3. Write a function that given one article (in its nested structure), creates a flat dictionary with keys that are relevant for analysis: either the abstract or snippet (see point 2); lead paragraph; headline; keywords concatenated via semicolon; pub_date; document_type; section_name; and type_of_material

In [118]:
articles[0].keys()

dict_keys(['abstract', 'web_url', 'snippet', 'lead_paragraph', 'print_section', 'print_page', 'source', 'multimedia', 'headline', 'keywords', 'pub_date', 'document_type', 'news_desk', 'section_name', 'byline', 'type_of_material', '_id', 'word_count', 'uri'])

In [140]:
def get_relevant_keys(article):
    '''Given a article (nested dictionary), returns a flat dictionary of keys
    that are relevant for analysis.'''
    keys = ['abstract','lead_paragraph','headline','keywords','pub_date','document_type','section_name','type_of_material']
    
    dct = {}
    for key in keys:
        dct[key] = article[key]
        print(f'{key} --> {type(article[key])}')

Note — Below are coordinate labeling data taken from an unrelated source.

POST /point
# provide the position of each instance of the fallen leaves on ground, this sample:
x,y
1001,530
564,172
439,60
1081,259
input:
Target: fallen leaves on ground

    # dct['headline_main'] = article['headline']['main']
    # 

get_relevant_keys(articles[0])
    

abstract --> <class 'str'>
lead_paragraph --> <class 'str'>
headline --> <class 'dict'>
keywords --> <class 'list'>
pub_date --> <class 'str'>
document_type --> <class 'str'>
section_name --> <class 'str'>
type_of_material --> <class 'str'>


In [142]:
def concat_keywords(keywords_dct):
    '''concatenates keywords from keywords_dct with semicolons'''
    all_keywords = ""
    for elt in keywords_dct:
        

[{'name': 'subject', 'value': 'Hate Crimes', 'rank': 1, 'major': 'N'},
 {'name': 'subject', 'value': 'Black People', 'rank': 2, 'major': 'N'},
 {'name': 'subject', 'value': 'Blacks', 'rank': 3, 'major': 'N'},
 {'name': 'subject', 'value': 'Discrimination', 'rank': 4, 'major': 'N'},
 {'name': 'subject',
  'value': 'Civil Rights Movement (1954-68)',
  'rank': 5,
  'major': 'N'},
 {'name': 'subject', 'value': 'Reconstruction Era', 'rank': 6, 'major': 'N'},
 {'name': 'subject',
  'value': 'Segregation and Desegregation',
  'rank': 7,
  'major': 'N'},
 {'name': 'persons',
  'value': 'Nixon, Richard Milhous',
  'rank': 8,
  'major': 'N'}]

4. Write another function that calls the function from point 3 on every article, to create a list of article dictionaries, and convert this list into a dataframe and then store it as a CSV file with the date-month in the title (this is important for point 5 below).

5. Once you have done all of these in the notebook, create a Python script that can be called with a date (from a TikTok video). First, the script looks whether a CSV with cleaned articles is in our folder. If not, calls first the API function to get the articles and then the function that converts them into a CSV. Then, it loads the CSV into a datafram and it uses filtering to get the articles for the desired date. These articles will be used for the Semantic Similarity portion of the TikTok Project.